She fished out the flask she had used that day to carry Ninni’s Tenvik’s blackcurrant squash to school for her lunch. She took off her gloves, rubbing the worst of the chill from her fingers before she unscrewed the flask’s cap. From her father’s
Norges
jars, she chose one that was three-quarters full of his clear, stinking liquid and decanted three centimetres of homebrew into the dregs of her drink.

The flask sloshed its contents in her coat pocket as Else ploughed to the farmhouse under the white crown of the morello cherry tree and through the back door into a heat that scalded her skin. She shook her hat and brushed the snow from her arms.

‘Mamma?’ she called.

‘I’ll be right there,’ her mother said.

Else stamped her boots on the doormat. Her mother laughed when she saw her.

‘Go on,’ she said, passing her Valentin’s tray, ‘stop soaking my floor and get back outside with you.’

Else carried the tray to the barn, her eyes slits against the snow. Valentin opened the door when she knocked, letting her in to melt a stream into the sawdust. The space was bitter with a draught that seeped in from the window and through the cracks between the door and its frame. A new fence closed off the cow’s stall. Else deposited the tray on the milking stool.

While Valentin finished up with his hammer, she poured a measure of homebrew into the mug of chicory.
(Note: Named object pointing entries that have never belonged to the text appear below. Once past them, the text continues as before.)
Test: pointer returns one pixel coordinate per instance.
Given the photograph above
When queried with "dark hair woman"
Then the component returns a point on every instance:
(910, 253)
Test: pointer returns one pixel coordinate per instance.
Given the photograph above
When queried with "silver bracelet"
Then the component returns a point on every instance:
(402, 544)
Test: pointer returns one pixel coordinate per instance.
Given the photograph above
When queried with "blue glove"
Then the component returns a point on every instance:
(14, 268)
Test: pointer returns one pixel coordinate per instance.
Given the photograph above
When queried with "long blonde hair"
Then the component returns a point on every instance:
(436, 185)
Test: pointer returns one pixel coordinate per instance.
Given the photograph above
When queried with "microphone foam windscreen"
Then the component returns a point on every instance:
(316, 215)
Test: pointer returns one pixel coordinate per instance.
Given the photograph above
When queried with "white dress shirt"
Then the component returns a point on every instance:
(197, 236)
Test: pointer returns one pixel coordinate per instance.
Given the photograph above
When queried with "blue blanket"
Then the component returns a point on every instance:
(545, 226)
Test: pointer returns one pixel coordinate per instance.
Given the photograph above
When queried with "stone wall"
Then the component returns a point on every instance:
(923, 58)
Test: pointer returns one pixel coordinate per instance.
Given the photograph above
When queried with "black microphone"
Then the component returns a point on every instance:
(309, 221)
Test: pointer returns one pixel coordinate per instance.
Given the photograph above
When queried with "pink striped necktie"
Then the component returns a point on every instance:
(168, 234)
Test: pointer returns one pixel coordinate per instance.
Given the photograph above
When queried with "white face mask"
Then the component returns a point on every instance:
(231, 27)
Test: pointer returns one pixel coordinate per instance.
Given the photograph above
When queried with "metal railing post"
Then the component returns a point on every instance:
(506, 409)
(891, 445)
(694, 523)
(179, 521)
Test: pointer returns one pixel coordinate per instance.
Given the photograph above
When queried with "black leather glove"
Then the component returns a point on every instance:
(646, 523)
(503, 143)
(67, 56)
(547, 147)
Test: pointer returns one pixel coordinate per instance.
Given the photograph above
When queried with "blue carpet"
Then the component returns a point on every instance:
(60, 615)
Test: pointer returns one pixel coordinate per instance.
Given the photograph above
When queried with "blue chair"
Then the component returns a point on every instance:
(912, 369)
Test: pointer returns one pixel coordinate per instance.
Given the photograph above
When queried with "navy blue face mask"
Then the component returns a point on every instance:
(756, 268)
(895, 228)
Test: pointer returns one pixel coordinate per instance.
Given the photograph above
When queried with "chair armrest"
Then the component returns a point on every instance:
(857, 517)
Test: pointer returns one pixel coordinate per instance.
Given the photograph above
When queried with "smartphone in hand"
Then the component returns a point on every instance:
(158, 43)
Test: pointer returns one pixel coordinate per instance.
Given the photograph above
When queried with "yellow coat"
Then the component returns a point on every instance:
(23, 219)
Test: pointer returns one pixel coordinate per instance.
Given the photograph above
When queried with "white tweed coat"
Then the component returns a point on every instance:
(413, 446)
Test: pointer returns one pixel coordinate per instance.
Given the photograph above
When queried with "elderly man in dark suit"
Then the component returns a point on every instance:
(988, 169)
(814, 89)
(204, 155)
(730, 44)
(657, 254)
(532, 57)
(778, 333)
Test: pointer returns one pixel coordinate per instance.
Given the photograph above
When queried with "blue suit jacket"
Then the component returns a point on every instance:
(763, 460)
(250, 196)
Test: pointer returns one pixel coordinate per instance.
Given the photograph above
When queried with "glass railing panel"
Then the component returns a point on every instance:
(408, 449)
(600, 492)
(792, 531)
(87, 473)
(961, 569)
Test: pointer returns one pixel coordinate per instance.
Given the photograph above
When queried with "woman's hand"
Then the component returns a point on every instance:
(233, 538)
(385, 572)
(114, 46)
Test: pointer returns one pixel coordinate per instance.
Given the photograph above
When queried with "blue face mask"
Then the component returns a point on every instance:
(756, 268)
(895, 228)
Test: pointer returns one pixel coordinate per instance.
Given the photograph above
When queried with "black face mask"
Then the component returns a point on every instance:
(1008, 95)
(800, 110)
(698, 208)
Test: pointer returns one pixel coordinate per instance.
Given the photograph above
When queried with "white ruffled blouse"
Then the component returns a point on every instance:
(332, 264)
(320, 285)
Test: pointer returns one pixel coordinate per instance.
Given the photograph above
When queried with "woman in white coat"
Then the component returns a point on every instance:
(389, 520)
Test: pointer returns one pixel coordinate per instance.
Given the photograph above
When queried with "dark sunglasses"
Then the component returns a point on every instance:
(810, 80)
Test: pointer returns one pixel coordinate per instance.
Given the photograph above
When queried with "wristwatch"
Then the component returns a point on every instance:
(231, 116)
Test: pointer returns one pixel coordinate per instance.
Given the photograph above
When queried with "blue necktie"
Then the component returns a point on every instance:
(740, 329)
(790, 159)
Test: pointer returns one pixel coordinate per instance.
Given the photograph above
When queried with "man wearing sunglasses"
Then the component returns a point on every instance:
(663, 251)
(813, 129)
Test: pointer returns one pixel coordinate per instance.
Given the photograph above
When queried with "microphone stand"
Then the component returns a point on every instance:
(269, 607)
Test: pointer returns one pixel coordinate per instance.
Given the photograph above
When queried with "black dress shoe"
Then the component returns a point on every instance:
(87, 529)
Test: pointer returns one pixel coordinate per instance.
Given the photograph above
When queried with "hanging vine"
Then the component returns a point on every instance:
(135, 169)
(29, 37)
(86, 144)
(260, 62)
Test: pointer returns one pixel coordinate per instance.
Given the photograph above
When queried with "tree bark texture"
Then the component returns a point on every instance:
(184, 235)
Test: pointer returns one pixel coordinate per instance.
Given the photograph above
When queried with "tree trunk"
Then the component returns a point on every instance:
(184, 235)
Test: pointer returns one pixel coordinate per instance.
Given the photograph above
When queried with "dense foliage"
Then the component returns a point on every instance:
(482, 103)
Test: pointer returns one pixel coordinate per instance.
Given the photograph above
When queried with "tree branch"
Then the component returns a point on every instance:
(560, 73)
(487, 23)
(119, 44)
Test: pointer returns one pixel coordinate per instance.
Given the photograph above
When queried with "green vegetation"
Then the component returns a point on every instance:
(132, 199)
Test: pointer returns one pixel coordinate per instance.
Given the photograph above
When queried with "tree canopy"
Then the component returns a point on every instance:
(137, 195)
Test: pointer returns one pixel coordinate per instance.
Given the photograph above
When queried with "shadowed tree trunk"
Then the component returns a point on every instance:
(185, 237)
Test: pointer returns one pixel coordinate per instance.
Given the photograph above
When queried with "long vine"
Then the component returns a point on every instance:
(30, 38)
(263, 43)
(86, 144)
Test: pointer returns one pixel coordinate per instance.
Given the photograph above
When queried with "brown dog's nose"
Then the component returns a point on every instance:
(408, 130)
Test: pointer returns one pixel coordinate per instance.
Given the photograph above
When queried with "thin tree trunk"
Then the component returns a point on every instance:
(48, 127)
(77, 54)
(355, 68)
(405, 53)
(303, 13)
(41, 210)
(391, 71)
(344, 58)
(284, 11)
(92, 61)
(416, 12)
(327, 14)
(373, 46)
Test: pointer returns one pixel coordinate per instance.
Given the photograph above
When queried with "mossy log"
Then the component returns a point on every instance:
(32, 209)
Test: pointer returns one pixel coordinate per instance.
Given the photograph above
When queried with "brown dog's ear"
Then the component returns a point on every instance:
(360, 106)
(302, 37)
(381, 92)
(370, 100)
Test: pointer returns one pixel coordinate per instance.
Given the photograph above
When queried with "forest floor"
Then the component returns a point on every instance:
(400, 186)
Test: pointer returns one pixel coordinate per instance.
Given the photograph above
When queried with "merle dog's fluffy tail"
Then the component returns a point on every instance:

Her fingertips tingled as she tightened the flask’s top. She had placed it back in her pocket before he stopped his work to eat.

‘It looks good,’ Else said, pointing at the fence as he sank to the ground and reached for the tray. He clasped the mug in his palms and she waited for him to drink but, after some moments, he put it down and considered his dish. Dinner tonight was a vegetable casserole – a recipe Solveig had given her mother after the last
bedehus
meeting. Valentin extracted a carrot chunk from a pool of white sauce and popped it into his mouth.

‘I suppose,’ Else said, ‘you’re almost done with the barn.’ Valentin nodded, his focus still on his meal. ‘How much longer will you need?’

‘Two days,’ he said, ‘no more.’

Else thought of the cow snug in Tenvik’s barn. Poor animal, she thought, to be forced from relative comfort to return to her old quarters. For her part she would not miss the morning walk, especially now with the fresh snowfall, although, in truth, she had not minded it so much, had not minded coming home to the scrape of Valentin’s tools. Yakov had left her alone the few times she had seen him shuffling in or out of the pig barn. Once she had glimpsed him running from the henhouse, his hands nests for what she assumed must be pilfered eggs.

Valentin shovelled the last of the casserole between his lips and
sighed at his empty plate. He picked up the water glass and drained it in a series of short gulps. Again he lifted the mug, cradling it in his palms, resting the curve of the porcelain against his chest as if to warm his heart. He closed his eyes and breathed the vapour through his nose. His eyes opened and found Else’s face.

He tasted the brew and his jaw softened as the liquid slipped down his throat. He raised the mug and took another mouthful. Else looked away, ashamed to feel so pleased.

‘I thought you might be cold,’ she said.

‘So I was,’ Valentin said. He drank again and relinquished the mug to Else. ‘You look cold yourself.’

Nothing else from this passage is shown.